Last week, the Delaware Supreme Court vacated the death sentence of Derrick Powell, finding that the United States Supreme Court’s decision in Hurst v. Florida applies retroactively.  In Powell v. State, Delaware’s highest court found that Hurst’s requirement – that the findings authorizing a death sentence must be made by a jury unanimously and beyond a reasonable doubt – applies even to cases, such as Mr. Powell’s, where the sentence was imposed before the U.S. Supreme Court decided Hurst earlier this year.  As a result, the court effectively invalidated the death sentences of everyone on Delaware’s death row, extending application of Hurst to everyone sentenced under Delaware’s now-unconstitutional death penalty sentencing scheme.

Similar developments are underway in Florida.  After the U.S. Supreme Court’s ruling in Hurst in January 2016, the Florida legislature rewrote that state’s death penalty sentencing laws in an effort to remedy its constitutional infirmities – requiring that juries find beyond a reasonable doubt the existence of all “aggravating factors” on which a death sentence is premised, and prohibiting imposition of a death sentence in cases where the jury has returned a verdict of life without parole.  In October, however, the Florida Supreme Court held that Hurst requires even more.  Specifically, the court held, Hurst prohibits imposition of a death sentence in any case where the jury has not returned a unanimous verdict in favor of death.  The status of Florida’s death penalty, therefore, is currently very much in flux as well.

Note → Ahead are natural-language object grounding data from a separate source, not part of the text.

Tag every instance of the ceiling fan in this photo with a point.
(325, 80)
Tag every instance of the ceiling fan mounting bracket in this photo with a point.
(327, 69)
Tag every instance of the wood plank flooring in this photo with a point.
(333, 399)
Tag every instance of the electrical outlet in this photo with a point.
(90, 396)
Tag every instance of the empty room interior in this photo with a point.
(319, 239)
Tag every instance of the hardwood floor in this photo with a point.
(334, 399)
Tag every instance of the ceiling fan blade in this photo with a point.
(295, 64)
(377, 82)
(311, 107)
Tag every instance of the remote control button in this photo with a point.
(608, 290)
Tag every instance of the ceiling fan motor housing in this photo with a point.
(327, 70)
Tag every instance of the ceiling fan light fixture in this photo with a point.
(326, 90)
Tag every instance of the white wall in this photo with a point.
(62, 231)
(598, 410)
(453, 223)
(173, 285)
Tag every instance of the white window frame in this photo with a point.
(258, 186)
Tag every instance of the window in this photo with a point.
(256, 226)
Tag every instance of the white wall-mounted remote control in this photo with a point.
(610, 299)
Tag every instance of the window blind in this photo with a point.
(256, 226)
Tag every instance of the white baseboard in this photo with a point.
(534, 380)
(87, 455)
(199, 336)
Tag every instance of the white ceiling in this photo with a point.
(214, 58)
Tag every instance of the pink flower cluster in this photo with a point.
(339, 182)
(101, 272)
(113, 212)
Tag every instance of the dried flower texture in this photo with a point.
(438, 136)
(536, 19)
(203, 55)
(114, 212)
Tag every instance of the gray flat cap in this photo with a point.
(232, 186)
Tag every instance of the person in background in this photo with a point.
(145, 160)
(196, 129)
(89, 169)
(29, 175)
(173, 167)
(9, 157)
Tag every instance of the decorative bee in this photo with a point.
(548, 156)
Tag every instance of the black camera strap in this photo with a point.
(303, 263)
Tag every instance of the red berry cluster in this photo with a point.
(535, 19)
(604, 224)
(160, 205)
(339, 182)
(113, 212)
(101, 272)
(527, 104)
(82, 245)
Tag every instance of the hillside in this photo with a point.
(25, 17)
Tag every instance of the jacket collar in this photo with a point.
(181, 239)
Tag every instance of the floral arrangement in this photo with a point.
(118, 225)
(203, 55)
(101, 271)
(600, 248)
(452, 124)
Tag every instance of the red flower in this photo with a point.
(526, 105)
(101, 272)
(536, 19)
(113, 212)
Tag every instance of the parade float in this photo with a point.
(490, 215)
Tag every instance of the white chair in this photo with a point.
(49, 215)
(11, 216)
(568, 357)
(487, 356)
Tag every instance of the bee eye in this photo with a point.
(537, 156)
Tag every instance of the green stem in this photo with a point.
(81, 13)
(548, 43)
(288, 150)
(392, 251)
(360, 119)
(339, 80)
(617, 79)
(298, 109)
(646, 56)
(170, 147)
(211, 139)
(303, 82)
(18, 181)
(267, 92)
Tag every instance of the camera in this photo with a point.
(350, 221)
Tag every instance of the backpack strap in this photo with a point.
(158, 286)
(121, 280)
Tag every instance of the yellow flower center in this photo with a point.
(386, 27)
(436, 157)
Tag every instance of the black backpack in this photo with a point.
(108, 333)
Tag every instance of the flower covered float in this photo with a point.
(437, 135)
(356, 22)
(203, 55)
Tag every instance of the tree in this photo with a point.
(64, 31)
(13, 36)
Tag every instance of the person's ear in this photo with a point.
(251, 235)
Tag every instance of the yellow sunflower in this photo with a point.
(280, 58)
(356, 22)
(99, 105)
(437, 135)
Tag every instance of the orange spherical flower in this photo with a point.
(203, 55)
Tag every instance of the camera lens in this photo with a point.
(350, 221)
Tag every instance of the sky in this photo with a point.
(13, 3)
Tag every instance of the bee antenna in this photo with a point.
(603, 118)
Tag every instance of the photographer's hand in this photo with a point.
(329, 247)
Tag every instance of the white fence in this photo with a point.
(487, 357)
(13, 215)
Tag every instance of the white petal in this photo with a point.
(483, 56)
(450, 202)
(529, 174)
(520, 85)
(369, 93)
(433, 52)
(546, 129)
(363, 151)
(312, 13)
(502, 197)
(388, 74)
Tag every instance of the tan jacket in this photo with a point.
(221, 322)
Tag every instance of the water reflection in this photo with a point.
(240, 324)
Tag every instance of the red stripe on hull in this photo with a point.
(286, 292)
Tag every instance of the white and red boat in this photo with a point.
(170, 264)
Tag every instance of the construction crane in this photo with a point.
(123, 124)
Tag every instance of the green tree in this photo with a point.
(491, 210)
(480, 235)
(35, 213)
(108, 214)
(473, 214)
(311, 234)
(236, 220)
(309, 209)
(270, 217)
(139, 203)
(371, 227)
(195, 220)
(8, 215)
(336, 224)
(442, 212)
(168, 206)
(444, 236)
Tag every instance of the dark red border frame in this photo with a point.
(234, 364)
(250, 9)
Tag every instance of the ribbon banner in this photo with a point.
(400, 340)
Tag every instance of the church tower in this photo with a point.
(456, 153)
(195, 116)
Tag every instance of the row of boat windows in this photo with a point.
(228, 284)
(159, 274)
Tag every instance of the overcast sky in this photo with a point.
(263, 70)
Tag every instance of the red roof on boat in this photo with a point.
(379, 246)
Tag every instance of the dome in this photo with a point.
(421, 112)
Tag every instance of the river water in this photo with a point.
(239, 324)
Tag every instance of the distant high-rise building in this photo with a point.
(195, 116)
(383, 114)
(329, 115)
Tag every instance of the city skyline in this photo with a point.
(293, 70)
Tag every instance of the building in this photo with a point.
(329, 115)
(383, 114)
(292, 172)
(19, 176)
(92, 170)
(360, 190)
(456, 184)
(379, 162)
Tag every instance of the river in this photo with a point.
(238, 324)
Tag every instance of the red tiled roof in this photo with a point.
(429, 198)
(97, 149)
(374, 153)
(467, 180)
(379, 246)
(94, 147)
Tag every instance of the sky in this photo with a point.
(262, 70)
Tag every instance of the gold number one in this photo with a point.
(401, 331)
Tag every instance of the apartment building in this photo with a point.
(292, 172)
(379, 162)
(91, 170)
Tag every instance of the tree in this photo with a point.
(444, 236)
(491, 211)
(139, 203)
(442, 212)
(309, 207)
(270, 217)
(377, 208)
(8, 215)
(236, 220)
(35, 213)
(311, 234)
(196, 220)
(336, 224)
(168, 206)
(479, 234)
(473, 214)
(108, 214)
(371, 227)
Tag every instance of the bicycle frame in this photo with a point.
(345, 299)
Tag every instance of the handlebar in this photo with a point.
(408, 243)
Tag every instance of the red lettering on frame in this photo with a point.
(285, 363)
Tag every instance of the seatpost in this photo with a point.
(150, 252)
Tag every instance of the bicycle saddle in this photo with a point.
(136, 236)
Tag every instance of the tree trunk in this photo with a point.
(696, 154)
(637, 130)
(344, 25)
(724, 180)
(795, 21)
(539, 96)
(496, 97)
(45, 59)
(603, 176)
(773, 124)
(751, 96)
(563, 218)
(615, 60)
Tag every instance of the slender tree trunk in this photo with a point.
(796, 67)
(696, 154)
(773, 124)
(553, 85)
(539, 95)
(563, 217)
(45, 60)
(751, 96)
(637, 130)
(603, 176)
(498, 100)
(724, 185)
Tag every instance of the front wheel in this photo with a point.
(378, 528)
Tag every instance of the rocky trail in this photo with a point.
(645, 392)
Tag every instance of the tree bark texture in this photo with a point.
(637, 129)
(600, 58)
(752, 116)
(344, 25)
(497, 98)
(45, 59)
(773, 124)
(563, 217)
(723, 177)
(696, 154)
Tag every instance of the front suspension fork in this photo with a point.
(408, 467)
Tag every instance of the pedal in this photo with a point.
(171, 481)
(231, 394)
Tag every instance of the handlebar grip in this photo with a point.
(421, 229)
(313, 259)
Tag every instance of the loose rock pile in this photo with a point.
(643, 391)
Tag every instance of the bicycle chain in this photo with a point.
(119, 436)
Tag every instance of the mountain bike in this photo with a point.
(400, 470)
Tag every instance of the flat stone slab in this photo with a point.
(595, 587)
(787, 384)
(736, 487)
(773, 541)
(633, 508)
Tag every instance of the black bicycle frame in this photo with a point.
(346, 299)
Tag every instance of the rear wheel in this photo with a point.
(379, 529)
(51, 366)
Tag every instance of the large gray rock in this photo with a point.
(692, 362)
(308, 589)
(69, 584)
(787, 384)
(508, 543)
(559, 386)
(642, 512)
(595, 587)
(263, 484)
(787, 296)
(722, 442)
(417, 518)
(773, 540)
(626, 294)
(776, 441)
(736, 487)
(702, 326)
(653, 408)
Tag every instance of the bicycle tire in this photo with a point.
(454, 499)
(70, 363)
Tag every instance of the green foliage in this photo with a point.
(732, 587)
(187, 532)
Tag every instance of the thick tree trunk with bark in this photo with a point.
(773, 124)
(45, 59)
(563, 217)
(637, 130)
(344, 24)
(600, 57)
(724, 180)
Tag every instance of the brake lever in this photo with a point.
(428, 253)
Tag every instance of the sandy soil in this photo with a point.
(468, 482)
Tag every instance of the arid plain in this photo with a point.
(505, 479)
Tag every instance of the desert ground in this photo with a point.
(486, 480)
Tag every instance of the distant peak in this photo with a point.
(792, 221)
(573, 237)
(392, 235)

Alabama’s death penalty statute was modeled after Florida’s and, along with Delaware’s, was the only other law permitting judicial override, or unilateral imposition of a death sentence by a trial judge even after the jury has returned a verdict in favor of life.  Unlike the courts in Florida and Delaware, however, this fall the Alabama Supreme Court affirmed the death sentence of Mr. Jerry Bohannon and found Alabama’s death penalty statute constitutional despite Hurst.  Alabama is now the only state in the nation that allows judicial override.

Alabama is the only state in the nation that allows judicial override.